It’s easy to “forget” how a law or process got created, but the recent release of the 400-plus page report from the National Academy of Sciences offers some perspective. One key area to look at is the regulatory process for novel crops and food. The report does note that this process varies from country to country, we thought it would be a good idea to offer a refresher on the U.S. system.
The graphic on this page – from the report – shows how the overlap of three agencies works. If, for example, a new crop were only to be used in ag, never for food, USDA might have sole jurisdiction over its approval. Add in the environment, or the fact that it could be food, and you bring in Environmental Protection Agency and Food and Drug Administration. The overlap of all three agencies impacts some crops, but as the graphic shows since the non-browning Arctic Apple has no pesticidal properties, EPA wasn’t involved.
Now for a history lesson: the original regulatory policy for GMO crops was set out in 1986 – 30 years ago – as the Coordinated Framework for the Regulation of Biotechnology. According to NAS, this Coordinated Framework “directed U.S. regulatory agencies to use their existing legal authorities to review the safety of products created with genetic engineering in the same manner as similar products produced using conventional breeding.”
In essence, how a product is regulated depends on how it will be used, and more than one agency can be involved.
In the food safety world it’s the FDA’s job to monitor safety, however new whole foods are not required to be approved as safe by FDA before introduction into the U.S. market. Manufacturers are held responsible for food safety and if a problem arises, then the FDA steps in to recall or seize the food.
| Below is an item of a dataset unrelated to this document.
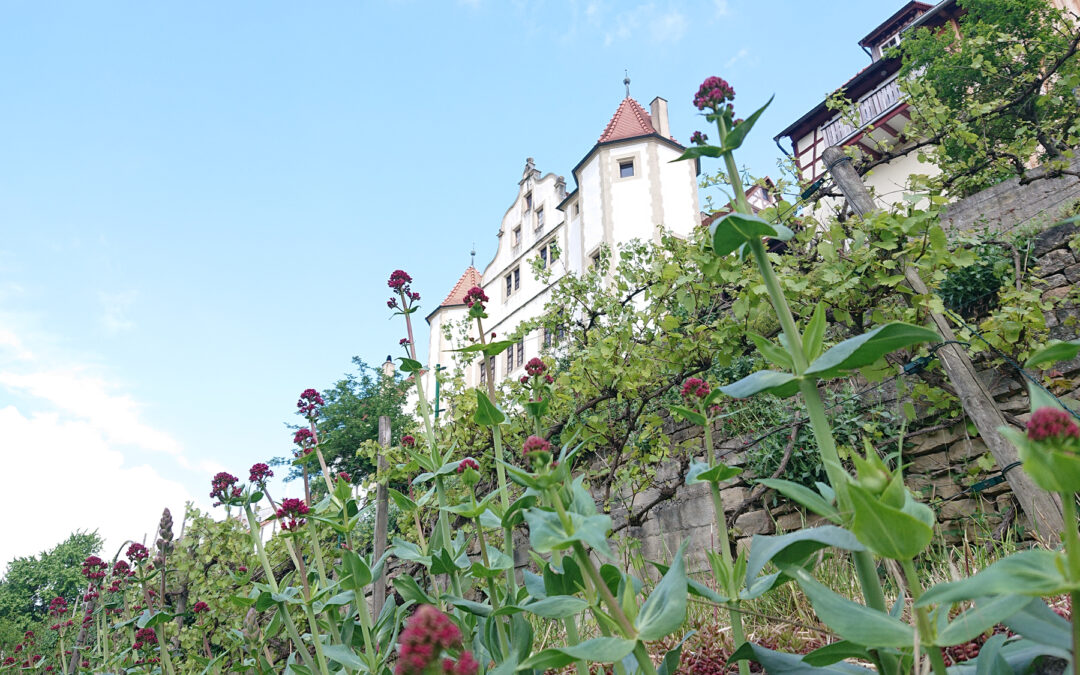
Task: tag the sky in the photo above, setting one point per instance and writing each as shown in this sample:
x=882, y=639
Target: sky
x=201, y=202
In the past, whole foods developed through conventional breeding – and keep in mind the word “conventional” can include mutating inbreds with cobalt, force crossing plants that are barely relatives and other more ingenious methods – have gone directly to market.
As the report points out FDA has long held that practices used by plant breeders in selecting and developing new varieties have “been proven to be reliable for ensuring food safety.” That’s why the agency rarely conducts premarket safety reviews.
Digging into the Coordinated Framework
What often is missed in the conversation about regulating GMO crops is the process itself. The report carries an excellent review of the history of the Coordinated Framework noting that the orientation for regulation has always been “in the same manner as similar products made by using conventional breeding.”
The White House Office of Science and Technology Policy found that current rules could deal with expected products from the new process, and this includes not only biotech crops but biotech healthcare products and other resulting products.
In 1992 the OSTP offered added policy guidance which clarifies a key point that sometimes gets missed in the GMO conversation noting that agencies “shall not regulate products intended for use in the environment (such as crops) on the basis of the process by which they were made, but rather on the ‘characteristics of the organism, the target environment, and the type of application.”
In essence that last guidance divorced the process from the product, which makes sense given the rapid change underway. Regulating the final product that would come to market and not being as concerned about the development or genetic tools used made sense.
There are some exceptions – as with all regulations, the report points out. EPA exempts from the registration process new crop varieties that have been developed to have greater pest resistance through conventional breeding tech, including mutagenesis. The agency claims the distinction on the basis that sexually compatible, conventionally bred plants are less likely to pose novel exposures in the environment.
And USDA has some distinctions in the process, with regulations that apply only to new crop varieties that have been genetically engineered with known plant pest sequences, or using a plant as a transformation vector – the agency doesn’t do premarket environmental reviews for crops produced using conventional means.
In essence, regulators have fine-tuned the GMO approval process where necessary. Recently, USDA decided that crops developed using the CRISPR-Cas gene-editing tool – which removes pieces of genetic material rather than adding novel traits to achieve improved plants – doesn’t require the same regulatory review as traditional genetically engineered plants. DuPont Pioneer was an early company to get this distinction in the development of future waxy corn hybrids.
When it comes to food – FDA won’t label GMO products because it has ruled the food items are substantially the same as those from conventional breeding – corn is corn, soybeans are soybeans. This has been challenged in court, but to date the agency has won and holds strong to no need for labeling the products.
The agency does ask companies to voluntarily provide safety information on new foods produced from novel crops before going to market to demonstrate that the GE food is substantially equivalent and that any added substances are safe. And companies are conducting more internal safety trials checking for allergic reactions and more.
The process can take time, and the length of time for approval has gotten longer in recent years, but as this refresher shows, it’s a process that’s well-defined and safety focused.